Obviously Elephant Shell was nothing like that and with Champ we kind of got back to that. We took a bunch of time off and didn’t do any shows and didn’t tour and all we did was just get together and write songs. Obviously not quite for a lark, we knew we were gonna make a record eventually, but in a much more relaxed atmosphere that was a lot closer to the atmosphere in which we wrote A Lesson In Crime.

RFB:  How did you go about recording it?

G:  We actually went to Los Angeles and recorded it with Rob Schnapf who is a brilliant producer who we’d never met in person and only spoken to on the phone. There was really no guarantee that is was going to be anything other than a disaster and fortunately it went exactly the opposite way.

Also we were in California during Canadian winter.

RFB:  Are you enjoying being able to play new material…

G:  YES!

RFB: …Or do you find it daunting?

G:  I mean it is absolutely more challenging and a little riskier but that’s exciting to do. It’s not that we don’t like playing the old material but there comes a point where you’ve played the older material for two years, or even four years in the case of some of those really old songs and you could play them blindfolded with one hand tied behind your back on an instrument you’ve never played before in your life.
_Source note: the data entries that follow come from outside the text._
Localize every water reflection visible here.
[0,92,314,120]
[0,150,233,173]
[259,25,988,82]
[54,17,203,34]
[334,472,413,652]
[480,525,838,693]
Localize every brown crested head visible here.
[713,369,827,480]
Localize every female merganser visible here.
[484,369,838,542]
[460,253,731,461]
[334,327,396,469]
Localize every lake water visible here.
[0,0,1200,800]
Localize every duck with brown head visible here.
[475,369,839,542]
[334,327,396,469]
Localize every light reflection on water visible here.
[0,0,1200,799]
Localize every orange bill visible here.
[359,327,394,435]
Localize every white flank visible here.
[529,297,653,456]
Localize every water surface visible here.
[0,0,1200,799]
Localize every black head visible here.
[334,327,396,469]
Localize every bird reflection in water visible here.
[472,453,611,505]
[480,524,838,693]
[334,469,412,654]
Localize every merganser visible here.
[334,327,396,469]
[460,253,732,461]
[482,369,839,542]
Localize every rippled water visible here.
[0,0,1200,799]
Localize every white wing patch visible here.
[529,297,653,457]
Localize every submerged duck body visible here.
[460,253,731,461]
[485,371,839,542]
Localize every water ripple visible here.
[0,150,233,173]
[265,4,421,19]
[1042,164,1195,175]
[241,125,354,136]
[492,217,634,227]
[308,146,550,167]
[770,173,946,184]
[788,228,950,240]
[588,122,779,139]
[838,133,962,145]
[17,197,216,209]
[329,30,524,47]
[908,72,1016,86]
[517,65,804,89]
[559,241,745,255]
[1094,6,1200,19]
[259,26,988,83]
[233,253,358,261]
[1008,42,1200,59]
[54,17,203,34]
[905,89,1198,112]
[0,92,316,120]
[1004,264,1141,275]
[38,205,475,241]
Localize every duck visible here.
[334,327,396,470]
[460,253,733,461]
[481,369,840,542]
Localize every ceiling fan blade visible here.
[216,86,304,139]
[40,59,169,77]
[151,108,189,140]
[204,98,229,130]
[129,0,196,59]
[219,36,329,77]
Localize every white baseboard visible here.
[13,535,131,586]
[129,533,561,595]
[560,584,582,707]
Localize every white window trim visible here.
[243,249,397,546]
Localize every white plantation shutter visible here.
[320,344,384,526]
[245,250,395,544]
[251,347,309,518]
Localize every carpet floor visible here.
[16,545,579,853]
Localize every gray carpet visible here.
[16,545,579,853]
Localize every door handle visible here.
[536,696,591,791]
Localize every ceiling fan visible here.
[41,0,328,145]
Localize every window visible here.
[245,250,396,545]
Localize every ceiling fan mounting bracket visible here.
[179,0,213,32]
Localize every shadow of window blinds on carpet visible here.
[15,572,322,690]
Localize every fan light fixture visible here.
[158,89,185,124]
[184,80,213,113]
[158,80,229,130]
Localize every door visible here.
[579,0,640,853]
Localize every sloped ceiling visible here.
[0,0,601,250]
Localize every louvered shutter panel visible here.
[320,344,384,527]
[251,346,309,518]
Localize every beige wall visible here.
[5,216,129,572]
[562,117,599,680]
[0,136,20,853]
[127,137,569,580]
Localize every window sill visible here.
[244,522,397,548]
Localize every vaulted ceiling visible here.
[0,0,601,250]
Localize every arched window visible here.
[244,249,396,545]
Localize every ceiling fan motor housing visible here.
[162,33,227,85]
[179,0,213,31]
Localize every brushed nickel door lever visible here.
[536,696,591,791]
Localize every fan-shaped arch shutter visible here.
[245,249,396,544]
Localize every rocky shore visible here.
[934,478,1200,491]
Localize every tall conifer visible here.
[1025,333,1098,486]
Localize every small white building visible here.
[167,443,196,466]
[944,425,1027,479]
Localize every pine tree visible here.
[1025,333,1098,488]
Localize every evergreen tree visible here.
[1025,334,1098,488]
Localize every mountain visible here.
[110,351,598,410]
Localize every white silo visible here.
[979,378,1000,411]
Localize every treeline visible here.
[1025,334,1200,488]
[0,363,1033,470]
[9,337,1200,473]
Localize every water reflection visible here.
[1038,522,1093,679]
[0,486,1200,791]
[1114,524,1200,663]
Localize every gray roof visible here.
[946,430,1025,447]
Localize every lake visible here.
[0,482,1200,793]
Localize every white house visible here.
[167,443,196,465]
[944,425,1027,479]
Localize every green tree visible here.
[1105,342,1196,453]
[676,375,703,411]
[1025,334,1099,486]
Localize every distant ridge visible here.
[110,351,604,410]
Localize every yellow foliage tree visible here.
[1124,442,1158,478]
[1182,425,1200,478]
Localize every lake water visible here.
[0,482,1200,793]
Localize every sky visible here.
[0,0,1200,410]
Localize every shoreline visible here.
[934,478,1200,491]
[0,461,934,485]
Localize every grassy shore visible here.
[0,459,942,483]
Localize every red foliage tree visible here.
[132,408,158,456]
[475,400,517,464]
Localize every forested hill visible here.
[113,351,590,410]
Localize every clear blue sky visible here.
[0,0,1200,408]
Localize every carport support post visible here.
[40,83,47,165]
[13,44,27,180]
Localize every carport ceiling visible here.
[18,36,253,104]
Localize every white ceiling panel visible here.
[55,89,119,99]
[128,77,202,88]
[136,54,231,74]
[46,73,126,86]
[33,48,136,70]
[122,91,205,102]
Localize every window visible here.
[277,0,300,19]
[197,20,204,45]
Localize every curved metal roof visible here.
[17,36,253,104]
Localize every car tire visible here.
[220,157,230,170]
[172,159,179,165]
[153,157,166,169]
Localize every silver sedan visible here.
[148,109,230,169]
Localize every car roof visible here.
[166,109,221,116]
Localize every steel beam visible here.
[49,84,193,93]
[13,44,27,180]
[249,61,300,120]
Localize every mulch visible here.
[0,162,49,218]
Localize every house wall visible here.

I really think with the new material we’ve added a lot of elements to our set that just weren’t there before. You listen to A Lesson In Crime, you listen to Elephant Shell and by in large the songs are two minutes long and really fast and really frantic and crazy. And I think that served us well. The reason a lot of people got into our band in the first place was that it was sort of this ADD, strobe lighting music. But we’re at the point now where we don’t necessarily want to play an hour of two-minute songs. It’s exhausting for the band and it’s exhausting for the audience as well. It got to the point that if we needed to play for an hour at a festival we’d be playing 23 songs which is just… that’s how many songs Radiohead plays when I go and see them for two and a half hours.

So now with the new material, some of them are a lot slower, some are a little slower, they have different vibes, it goes up and down and then we can really mould the set in a way we’ve never done before and have a dynamic to it. It makes it a lot more fun to play and I hope, and I think, it makes it a lot more exciting for audiences as well because it feels like it goes places instead of BAM! BAM! BAM! BAM! BAM!

RFB:  Yeah – I saw you at Latitude festival and I really did enjoy the set…

G;  That was one of my favourite shows we’ve ever played. Something good was happening. You get a bunch of people in a place and the vibe can be any number of things. Sometimes it can be negative and sometimes it can be ambivalent and sometimes it can be really positive and that’s when good things happen and that’s what I like about festivals, the possibility of that. And that happened at Latitude.